The mountain cows had never seen so much running water in their lives. They balked at the bank, mooing and backtracking at the frightening sound and sight of the river. Cal and Patrick roped a bull and a steer and drug them across, hoping the others would follow, but it was wasted effort. Let loose, the critters just splashed back across to the other side and rejoined the bunch.

“What are we gonna do?” Patrick asked, looking at the snorting, bellowing cattle on the riverbank.

“With the river running low and sluggish, we can mill them across,” Cal said. “I’ll prod the lead steer and start them turning. You and Makiah tighten the circle. Once they get their feet wet, it should be all right.”

Patrick gave Cal a dubious look. “If they stampede in the water you’ll be stove up or worse.”

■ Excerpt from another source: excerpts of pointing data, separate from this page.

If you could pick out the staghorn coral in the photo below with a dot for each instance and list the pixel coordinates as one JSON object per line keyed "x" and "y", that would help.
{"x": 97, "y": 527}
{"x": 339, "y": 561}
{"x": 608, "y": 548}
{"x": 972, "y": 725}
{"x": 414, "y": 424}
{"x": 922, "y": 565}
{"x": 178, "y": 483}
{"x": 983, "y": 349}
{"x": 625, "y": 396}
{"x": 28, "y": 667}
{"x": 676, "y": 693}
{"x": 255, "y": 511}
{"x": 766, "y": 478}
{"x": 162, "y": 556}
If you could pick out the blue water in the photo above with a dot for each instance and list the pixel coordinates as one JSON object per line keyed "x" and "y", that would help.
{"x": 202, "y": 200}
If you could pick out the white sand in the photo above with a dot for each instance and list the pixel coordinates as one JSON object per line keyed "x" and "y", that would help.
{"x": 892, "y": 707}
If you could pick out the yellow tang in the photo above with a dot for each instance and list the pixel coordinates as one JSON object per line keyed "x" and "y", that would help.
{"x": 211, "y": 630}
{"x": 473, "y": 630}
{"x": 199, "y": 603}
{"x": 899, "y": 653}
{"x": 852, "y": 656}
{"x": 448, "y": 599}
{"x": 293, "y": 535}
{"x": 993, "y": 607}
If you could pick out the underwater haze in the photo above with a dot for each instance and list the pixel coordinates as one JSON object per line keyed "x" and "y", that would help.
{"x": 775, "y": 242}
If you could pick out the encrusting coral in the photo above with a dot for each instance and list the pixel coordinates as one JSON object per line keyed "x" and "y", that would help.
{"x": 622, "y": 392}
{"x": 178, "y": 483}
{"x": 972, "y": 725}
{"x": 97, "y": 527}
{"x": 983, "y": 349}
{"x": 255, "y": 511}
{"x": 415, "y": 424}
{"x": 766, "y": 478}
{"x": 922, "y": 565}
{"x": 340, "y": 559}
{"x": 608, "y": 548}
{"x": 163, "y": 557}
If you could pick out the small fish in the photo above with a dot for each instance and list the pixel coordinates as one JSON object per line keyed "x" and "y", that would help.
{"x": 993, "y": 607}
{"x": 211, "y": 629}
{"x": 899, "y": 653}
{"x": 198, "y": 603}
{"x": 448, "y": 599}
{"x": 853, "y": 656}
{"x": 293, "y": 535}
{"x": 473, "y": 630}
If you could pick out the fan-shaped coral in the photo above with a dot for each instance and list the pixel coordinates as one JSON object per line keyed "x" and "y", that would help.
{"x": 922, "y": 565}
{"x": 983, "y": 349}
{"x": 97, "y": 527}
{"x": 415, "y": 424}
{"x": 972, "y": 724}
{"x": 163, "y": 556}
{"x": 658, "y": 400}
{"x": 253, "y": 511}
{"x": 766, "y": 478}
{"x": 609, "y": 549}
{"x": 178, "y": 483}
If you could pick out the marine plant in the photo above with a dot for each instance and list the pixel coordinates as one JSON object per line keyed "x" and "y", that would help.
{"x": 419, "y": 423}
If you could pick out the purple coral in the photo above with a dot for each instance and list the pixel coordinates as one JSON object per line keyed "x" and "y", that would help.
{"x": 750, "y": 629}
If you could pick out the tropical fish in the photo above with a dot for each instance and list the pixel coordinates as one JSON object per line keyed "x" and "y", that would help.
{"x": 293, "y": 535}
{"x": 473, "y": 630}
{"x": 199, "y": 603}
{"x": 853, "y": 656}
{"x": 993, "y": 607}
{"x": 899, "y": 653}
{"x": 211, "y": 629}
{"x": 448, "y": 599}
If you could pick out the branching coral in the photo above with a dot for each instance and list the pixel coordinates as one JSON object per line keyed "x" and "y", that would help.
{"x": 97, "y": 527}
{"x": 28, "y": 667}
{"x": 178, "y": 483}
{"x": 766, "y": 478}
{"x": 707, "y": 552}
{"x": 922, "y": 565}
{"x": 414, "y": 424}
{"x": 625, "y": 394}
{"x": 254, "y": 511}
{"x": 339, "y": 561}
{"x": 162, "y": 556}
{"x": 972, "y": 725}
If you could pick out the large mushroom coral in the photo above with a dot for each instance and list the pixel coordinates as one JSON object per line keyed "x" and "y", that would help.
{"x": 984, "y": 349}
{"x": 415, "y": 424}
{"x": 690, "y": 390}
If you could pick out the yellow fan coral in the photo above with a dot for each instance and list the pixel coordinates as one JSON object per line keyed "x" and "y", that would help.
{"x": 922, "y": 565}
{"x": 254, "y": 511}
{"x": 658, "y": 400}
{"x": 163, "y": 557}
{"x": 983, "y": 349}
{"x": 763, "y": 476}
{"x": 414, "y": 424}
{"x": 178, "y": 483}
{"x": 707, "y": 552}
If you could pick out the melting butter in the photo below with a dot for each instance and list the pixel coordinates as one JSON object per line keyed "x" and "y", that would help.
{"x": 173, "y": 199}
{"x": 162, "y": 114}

“Then I reckon we’d better do it nice and slow,” Cal said as he pointed Bandit at the lead steer.

He got the lead steer in the middle of the river with a few of the cows trailing behind and started moving them in a slow circle while Patrick and Makiah prodded the rest of them into the water. They milled around Cal and pressed tight against Bandit as he moved them through the brown stream into Mexico.

Once the bunch was settled on the other side, Cal quickly turned them south, eager to avoid any customs agents wanting to see proof that duty had been paid on the critters. Makiah took the lead and they raised dust for five hours, pushing the slow-moving cows along, until they reached a fenced pasture in some low hills along a mountain range where three vaqueros waited. The grasslands looked better than the Tularosa flats, but not by much, and Cal wondered if Díaz was doing the right thing stocking so soon after the drought.

After they had the cattle in the pasture under the care of Díaz’s vaqueros, Makiah paid Cal in greenbacks and the three riders turned their horses toward Juárez.